Invited Speaker: Frederic Mompiou – CEMES, Toulouse

Probing deformation mechanisms using in-situ TEM

Since a long time, miniaturized mechanical tests can be achieved in a Transmission Electron Microscope (TEM). Such a technique called in-situ deformation TEM has been developed in order to identify/characterize elementary plasticity mechanisms at the mico/nano scale and capture their dynamics. This dynamical aspect of the deformation, carried by dislocation/interfaces motion, is indeed a key aspect for a better understanding of the material properties in early deformation stages. It complements traditional “frozen” post-mortem observations, and allows a better description for larger scale models. In the recent years with the problem of “size-effect” raised by small scale objects, in-situ TEM experiments has been extensively used and many experimental set-ups (nano-indentors, MEMS) have emerged. This presentation has two objectives. First it aims at presenting the technique by itself and the informations that can be learned from such experiments. Second, i would like to show how we have used in-situ TEM experiments to address few problems in the plasticity of metals and alloys.

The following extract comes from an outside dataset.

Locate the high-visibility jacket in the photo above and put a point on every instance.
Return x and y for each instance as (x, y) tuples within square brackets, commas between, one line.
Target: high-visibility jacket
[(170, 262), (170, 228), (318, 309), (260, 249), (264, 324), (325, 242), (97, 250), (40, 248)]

Local Speaker: Thomas Schenk – 304 Physics, Mechanics and Plasticity

in situ real time diffraction study of plastic transients within a single crystal superalloy following stress jumps during a high temperature creep test
Trehorel, Schenk, Jacques, Ribarik, Bastie, Cormier and Dezerald.

During high temperature creep Ni-based single crystal superalloys develop a rafted microstructure with alternate semi-coherent layers of a ductile fcc γ matrix (channels) and hard γ’ phase (rafts) with a L12Ni3Al structure, perpendicular to the [001] tensile axis. Using a simple multilayer-model, stresses and strains within both phases can be calculated: provided we know the applied load, the free lattice mismatch δ(T) and the δ┴ mismatch (in the [100] and [010] directions, due to dislocations in the γ/ γ’ interface) between both phases. We will present the used X-ray diffraction technique to follow the evolution of δ┴during an in situ high temperature (950°C) creep test. A short analysis of the experimental results for one specimen will be given.